Riobard Zhan writes:
It is pretty clear that colon-supporters do not pay
attention to the
inconsistency of semicolons being optional and colons being mandatory
that I mentioned,
The inconsistency is quite small. In fact, in English colons and semicolons have both different syntax and different semantics, and the same is true of Python. In English, the semicolon expresses a conjunction of two not necessarily related sentences. Python is the same, except that since we all run von Neumann machines, conjunction implies sequencing. The colon, on the other hand, represents a relationship of some kind. A native-speaker simply doesn't write things like "The sky is blue: mesons are composed of two quarks." (Well, the coiner of the work "quark" might, which is the exception that proves the rule.) And the same is true in Python; the code fragment preceding the colon controls the statement (suite) following it. Thus, the apparent isomorphism of the semantics is quite superficial, almost syntactic itself.
Syntactically, in English a semicolon takes two sentences to conjoin. A colon, on the other hand, must have a full sentence on one side or the other, but the other side may be almost anything. Similarly in Python: both what precedes the semicolon and what follows it must be complete statements, while what precedes the colon must be a fragment, and what follows it is a complete statement (suite). So the colon and semicolon do not have isomorphic syntax, either.
In fact, the semicolon is indeed redundant, as it is precisely equivalent to a newline + the current level of indentation. This kind of redundancy is quite unusual in Python, so I wonder if the BDFL might regret having permitted semicolons at all, as he has expressed regret for allowing the extended assignment operators (eg, +=).

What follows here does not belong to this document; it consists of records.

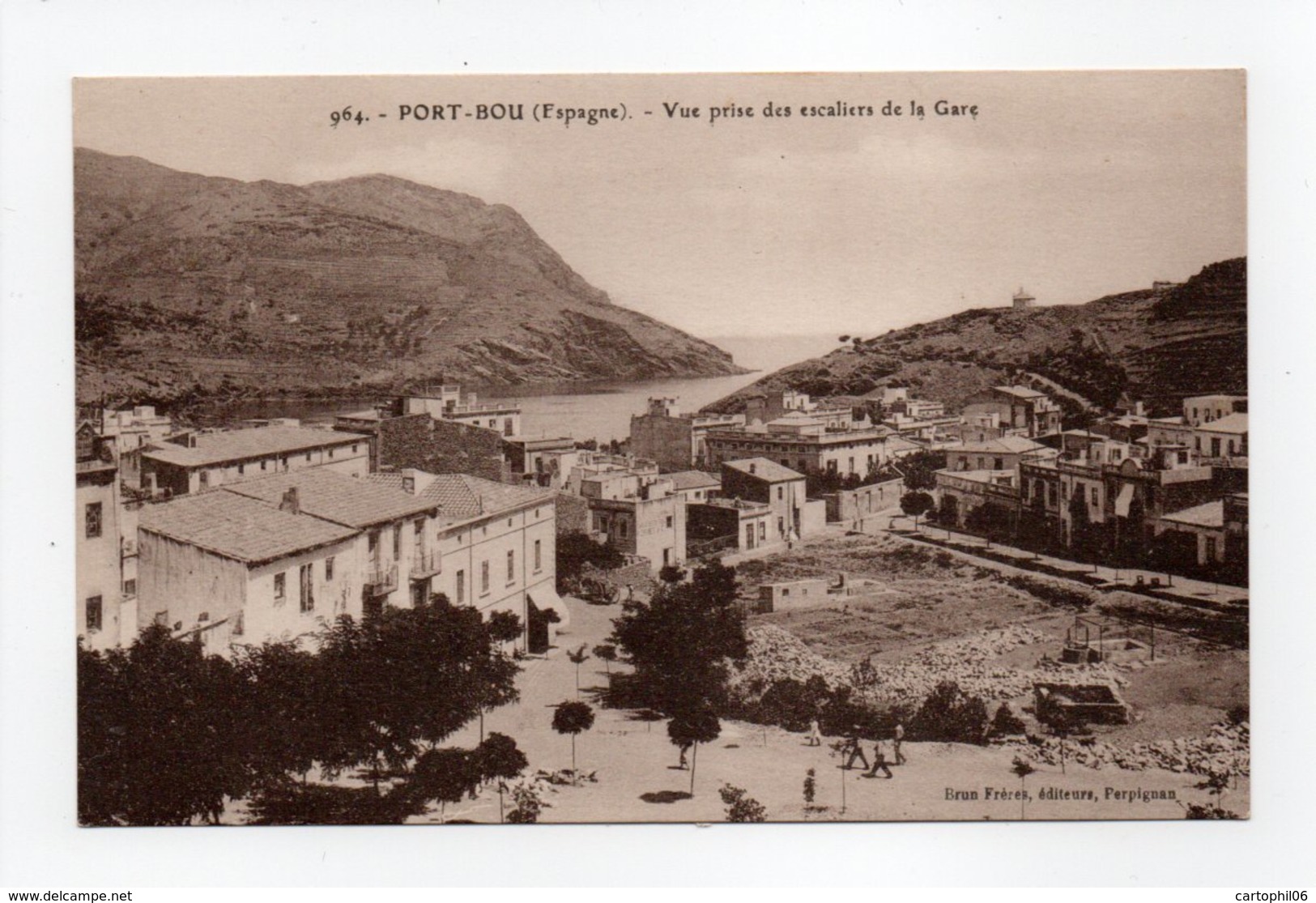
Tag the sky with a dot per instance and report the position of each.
(1070, 185)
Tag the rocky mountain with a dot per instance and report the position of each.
(1158, 344)
(195, 288)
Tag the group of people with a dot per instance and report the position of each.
(853, 749)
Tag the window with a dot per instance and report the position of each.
(94, 520)
(94, 614)
(305, 590)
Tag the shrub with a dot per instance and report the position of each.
(1007, 724)
(951, 715)
(741, 807)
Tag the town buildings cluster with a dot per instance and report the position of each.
(270, 528)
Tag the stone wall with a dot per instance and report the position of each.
(440, 446)
(573, 513)
(852, 505)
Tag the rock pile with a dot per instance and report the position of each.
(775, 654)
(1224, 751)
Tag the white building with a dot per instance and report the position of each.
(206, 461)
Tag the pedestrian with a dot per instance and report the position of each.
(879, 762)
(856, 749)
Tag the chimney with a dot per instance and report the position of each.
(291, 503)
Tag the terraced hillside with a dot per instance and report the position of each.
(191, 286)
(1153, 345)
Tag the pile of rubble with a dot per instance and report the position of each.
(1224, 751)
(778, 654)
(775, 654)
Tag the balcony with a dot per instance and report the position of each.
(381, 581)
(425, 564)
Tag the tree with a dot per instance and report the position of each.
(575, 551)
(1216, 783)
(679, 641)
(951, 715)
(284, 703)
(916, 503)
(160, 734)
(407, 678)
(694, 727)
(445, 776)
(578, 658)
(530, 803)
(920, 469)
(573, 718)
(608, 653)
(740, 806)
(500, 761)
(1063, 726)
(1023, 768)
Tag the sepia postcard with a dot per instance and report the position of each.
(662, 448)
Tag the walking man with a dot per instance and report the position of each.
(879, 762)
(856, 749)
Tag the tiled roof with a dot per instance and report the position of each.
(764, 469)
(1019, 391)
(336, 496)
(1003, 445)
(692, 479)
(1211, 513)
(901, 444)
(237, 526)
(240, 444)
(461, 496)
(1231, 423)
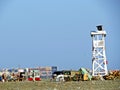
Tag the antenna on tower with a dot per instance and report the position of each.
(99, 62)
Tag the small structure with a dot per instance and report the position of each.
(99, 62)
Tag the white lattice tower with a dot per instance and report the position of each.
(99, 62)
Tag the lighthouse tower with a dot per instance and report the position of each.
(99, 62)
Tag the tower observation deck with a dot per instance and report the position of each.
(99, 62)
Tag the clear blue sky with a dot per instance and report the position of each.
(57, 32)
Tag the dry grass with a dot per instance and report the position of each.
(47, 85)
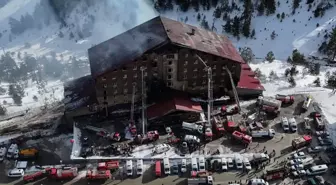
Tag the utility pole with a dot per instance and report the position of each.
(143, 100)
(210, 90)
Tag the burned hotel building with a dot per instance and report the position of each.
(163, 54)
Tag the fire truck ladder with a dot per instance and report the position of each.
(234, 90)
(132, 107)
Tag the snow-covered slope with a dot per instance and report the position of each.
(301, 34)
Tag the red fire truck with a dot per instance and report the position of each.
(33, 176)
(286, 99)
(95, 174)
(243, 138)
(109, 165)
(301, 141)
(63, 173)
(149, 137)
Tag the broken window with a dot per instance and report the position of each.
(154, 64)
(171, 56)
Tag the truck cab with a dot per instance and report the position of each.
(292, 124)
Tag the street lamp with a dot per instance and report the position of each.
(209, 89)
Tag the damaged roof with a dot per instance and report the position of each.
(79, 93)
(177, 103)
(128, 46)
(248, 80)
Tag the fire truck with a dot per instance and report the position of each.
(33, 176)
(62, 173)
(149, 137)
(218, 125)
(109, 165)
(115, 136)
(243, 138)
(269, 105)
(95, 174)
(286, 99)
(301, 141)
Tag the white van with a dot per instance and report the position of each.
(129, 168)
(3, 151)
(15, 173)
(162, 148)
(317, 170)
(239, 163)
(11, 150)
(194, 164)
(224, 164)
(285, 124)
(292, 124)
(257, 182)
(247, 164)
(139, 167)
(230, 162)
(201, 163)
(184, 166)
(166, 166)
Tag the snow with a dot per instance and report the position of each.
(76, 146)
(323, 96)
(290, 34)
(54, 94)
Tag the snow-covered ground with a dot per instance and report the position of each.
(54, 93)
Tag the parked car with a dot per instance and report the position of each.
(315, 149)
(295, 161)
(299, 155)
(325, 141)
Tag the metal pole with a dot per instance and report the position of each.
(143, 99)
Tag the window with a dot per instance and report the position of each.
(154, 64)
(171, 56)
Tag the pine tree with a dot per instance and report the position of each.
(261, 8)
(217, 13)
(246, 27)
(331, 46)
(228, 27)
(236, 26)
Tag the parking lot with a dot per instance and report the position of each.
(281, 144)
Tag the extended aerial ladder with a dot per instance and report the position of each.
(132, 127)
(234, 90)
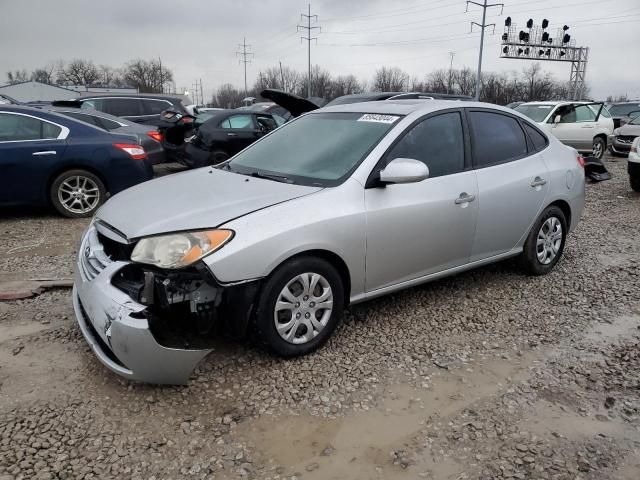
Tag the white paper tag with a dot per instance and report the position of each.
(378, 118)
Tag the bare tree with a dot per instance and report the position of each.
(390, 79)
(17, 77)
(147, 76)
(80, 72)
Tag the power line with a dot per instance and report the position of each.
(309, 29)
(245, 55)
(482, 26)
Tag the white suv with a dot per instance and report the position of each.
(581, 125)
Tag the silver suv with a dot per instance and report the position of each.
(336, 207)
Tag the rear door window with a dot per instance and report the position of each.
(495, 138)
(155, 107)
(241, 122)
(20, 128)
(123, 107)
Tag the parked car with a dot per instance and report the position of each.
(622, 138)
(51, 159)
(225, 134)
(581, 125)
(633, 165)
(336, 207)
(623, 112)
(139, 108)
(148, 136)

and try to argue with me using a set of reasons
they love colons when in fact the same reasons would obviously make
them love semicolons, and ignore the fact that they are used to colons
not because it is a better idea but they are never allowed to omit.
I think that
if condition: act (appropriately)
is more readable than
if (condition) act (appropriately);
if condition act (appropriately)
In C, the visual parallelism of the control structure and the function call is spurious, and the trailing semicolon actually terminates the f statement, which is not the way I really think about it.
In colon-less Python, the control fragment is insufficiently divided from the controlled suite. Just as in English, a bit of redundancy to reflect the hierarchical relationship between the control structure and the controlled suite is useful.
In Python, the same character is used, which is helpful to those whose native languages use colons. This is indeed good design. It expresses, and emphasizes, the hierarchical structure of the control construct, and does so using a syntax that any English-speaker (at least) will recognize as analogous.
I don't expect to convince you that the required colon is good design, but I think it puts paid to the notion that colons and semicolons are isomorphic. It is not true that what we conclude about semicolons is necessarily what we should conclude about colons.
Footnotes:  That's not entirely true. It is possible to write something like
Required colon: an idea which is still correct.
which does not contain any complete sentence, and where the colon is actually a copula. But even then, it's a relationship.